Full Determinism for Reproducible RL Training

Authors: Haichuan Hu, Yongxiang Huang, Jiawei Zhang, Nguyen Long

Last updated: 06/16/2026.

Overview

By default, RL training in verl is not bitwise reproducible: identical configs run twice can produce different reward curves due to nondeterminism in GPU kernels, request scheduling, hash-based routing, and batch composition. The full determinism feature closes these gaps, enabling two identical runs to produce bitwise-aligned reward curves.

Useful for:

  • Debugging: reproduce a training failure exactly, step-by-step

  • Regression testing: verify that a code change has no silent effect on training outcomes

  • Research: ensure fair comparison when evaluating algorithmic changes

Quick Start

actor_rollout_ref:
  rollout:
    full_determinism: true
    seed: 42
  actor:
    fsdp_config:
      full_determinism: true
  ref:
    fsdp_config:
      full_determinism: true

reward:
  reward_model:
    enable: true
    rollout:
      full_determinism: true
      seed: 42

Or via Hydra overrides:

python -m verl.trainer.main_ppo \
  actor_rollout_ref.rollout.full_determinism=true \
  actor_rollout_ref.rollout.seed=42 \
  actor_rollout_ref.actor.fsdp_config.full_determinism=true \
  actor_rollout_ref.ref.fsdp_config.full_determinism=true \
  reward.reward_model.enable=true \
  reward.reward_model.rollout.full_determinism=true \
  reward.reward_model.rollout.seed=42 \
  [other config overrides...]

Important: PYTHONHASHSEED must be set before the Python interpreter starts. verl handles this automatically — it sets PYTHONHASHSEED from rollout.seed before ray.init() and propagates it to all Ray actors. Do NOT set it manually.

Configuration Reference

Parameter

Default

Scope

Description

actor_rollout_ref.rollout.full_determinism

false

Rollout

Enables deterministic rollout generation

actor_rollout_ref.rollout.seed

42

Rollout

Base seed; each replica uses replica_rank + seed

actor_rollout_ref.actor.fsdp_config.full_determinism

false

Actor

Enables deterministic PyTorch ops for actor

actor_rollout_ref.ref.fsdp_config.full_determinism

false

Ref model

Enables deterministic PyTorch ops for reference model

reward.reward_model.rollout.full_determinism

false

Reward model

Enables deterministic RM inference (forces max_num_seqs=1)
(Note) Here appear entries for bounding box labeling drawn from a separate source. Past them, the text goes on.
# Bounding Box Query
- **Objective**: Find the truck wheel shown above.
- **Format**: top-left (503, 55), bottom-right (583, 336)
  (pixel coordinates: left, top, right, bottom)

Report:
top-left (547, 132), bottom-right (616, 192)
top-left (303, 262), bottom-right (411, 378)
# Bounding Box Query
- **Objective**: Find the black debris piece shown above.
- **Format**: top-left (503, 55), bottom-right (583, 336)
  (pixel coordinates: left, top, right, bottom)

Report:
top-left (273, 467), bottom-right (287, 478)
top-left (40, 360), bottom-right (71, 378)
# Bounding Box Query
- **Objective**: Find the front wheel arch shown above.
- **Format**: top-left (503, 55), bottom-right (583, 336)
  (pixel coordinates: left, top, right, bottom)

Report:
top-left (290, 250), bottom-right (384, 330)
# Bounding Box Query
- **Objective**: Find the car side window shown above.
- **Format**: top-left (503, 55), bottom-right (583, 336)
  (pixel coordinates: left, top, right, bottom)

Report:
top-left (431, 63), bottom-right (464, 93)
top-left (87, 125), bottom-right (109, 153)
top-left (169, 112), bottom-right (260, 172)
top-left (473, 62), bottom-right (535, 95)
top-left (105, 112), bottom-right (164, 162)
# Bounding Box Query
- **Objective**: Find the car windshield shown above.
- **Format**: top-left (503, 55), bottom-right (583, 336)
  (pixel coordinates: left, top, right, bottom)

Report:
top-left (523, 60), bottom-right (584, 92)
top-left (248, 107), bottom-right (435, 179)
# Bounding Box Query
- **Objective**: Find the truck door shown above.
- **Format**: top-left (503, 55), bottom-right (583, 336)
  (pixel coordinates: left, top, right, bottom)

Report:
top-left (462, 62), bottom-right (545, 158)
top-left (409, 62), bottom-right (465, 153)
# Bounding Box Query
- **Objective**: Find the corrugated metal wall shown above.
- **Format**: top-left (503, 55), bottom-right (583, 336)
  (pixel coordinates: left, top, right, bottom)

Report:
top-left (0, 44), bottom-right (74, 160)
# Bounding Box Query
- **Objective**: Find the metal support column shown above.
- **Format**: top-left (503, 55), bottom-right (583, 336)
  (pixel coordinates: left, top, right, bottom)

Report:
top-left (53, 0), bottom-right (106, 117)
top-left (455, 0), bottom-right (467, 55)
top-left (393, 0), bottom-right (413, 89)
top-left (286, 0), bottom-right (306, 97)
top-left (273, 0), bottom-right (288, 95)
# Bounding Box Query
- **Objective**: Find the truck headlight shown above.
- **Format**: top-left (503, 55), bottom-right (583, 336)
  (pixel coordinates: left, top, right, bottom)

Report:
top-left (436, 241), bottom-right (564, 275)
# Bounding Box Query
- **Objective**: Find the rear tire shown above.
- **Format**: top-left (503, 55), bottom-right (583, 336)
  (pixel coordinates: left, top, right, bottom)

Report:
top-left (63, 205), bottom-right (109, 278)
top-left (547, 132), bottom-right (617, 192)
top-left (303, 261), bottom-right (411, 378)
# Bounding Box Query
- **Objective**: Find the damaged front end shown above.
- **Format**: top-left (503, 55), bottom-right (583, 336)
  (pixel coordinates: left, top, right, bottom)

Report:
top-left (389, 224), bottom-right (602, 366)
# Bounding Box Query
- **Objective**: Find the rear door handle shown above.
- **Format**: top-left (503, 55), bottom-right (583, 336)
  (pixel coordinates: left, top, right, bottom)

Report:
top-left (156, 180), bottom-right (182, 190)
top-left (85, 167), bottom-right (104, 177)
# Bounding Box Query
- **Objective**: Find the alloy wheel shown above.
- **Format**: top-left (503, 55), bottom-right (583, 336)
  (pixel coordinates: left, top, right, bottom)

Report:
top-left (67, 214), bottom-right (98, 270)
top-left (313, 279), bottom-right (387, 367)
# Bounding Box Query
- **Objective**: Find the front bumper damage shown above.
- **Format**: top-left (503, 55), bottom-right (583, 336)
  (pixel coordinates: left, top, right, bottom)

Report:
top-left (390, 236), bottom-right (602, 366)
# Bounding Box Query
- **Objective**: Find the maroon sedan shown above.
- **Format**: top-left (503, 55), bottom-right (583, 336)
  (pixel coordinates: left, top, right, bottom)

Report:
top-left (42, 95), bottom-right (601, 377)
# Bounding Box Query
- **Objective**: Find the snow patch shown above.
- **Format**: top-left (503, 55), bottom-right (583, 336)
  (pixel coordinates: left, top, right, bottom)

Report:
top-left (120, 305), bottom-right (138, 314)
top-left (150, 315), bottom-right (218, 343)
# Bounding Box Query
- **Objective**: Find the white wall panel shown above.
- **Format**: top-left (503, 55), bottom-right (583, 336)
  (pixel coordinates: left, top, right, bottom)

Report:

reward.reward_model.rollout.seed

42

Reward model

Base seed for RM vLLM server

How It Works

Determinism is enforced at five layers. All must be enabled for full E2E reproducibility:

PyTorch-level

enable_full_determinism(seed) sets PYTHONHASHSEED, CUBLAS_WORKSPACE_CONFIG, FLASH_ATTENTION_DETERMINISTIC, seeds all RNGs, calls torch.use_deterministic_algorithms(True, warn_only=True), and disables cuDNN benchmarking. Applied in all training engine implementations.

Environment propagation

main_ppo.run_ppo() sets three env vars before ray.init():

  • PYTHONHASHSEED — freezes Python hash() and dict ordering

  • VERL_FULL_DETERMINISM — signals subprocesses to apply determinism

  • VLLM_BATCH_INVARIANT — makes vLLM outputs independent of batch composition

These are forwarded to all Ray actors via PPO_RAY_RUNTIME_ENV.

vLLM batch invariance + per-request seed

VLLM_BATCH_INVARIANT=1 ensures vLLM outputs don’t depend on which other requests are batched together. Each generate() call injects SamplingParams.seed = replica_rank + config.seed to reset RNG per request.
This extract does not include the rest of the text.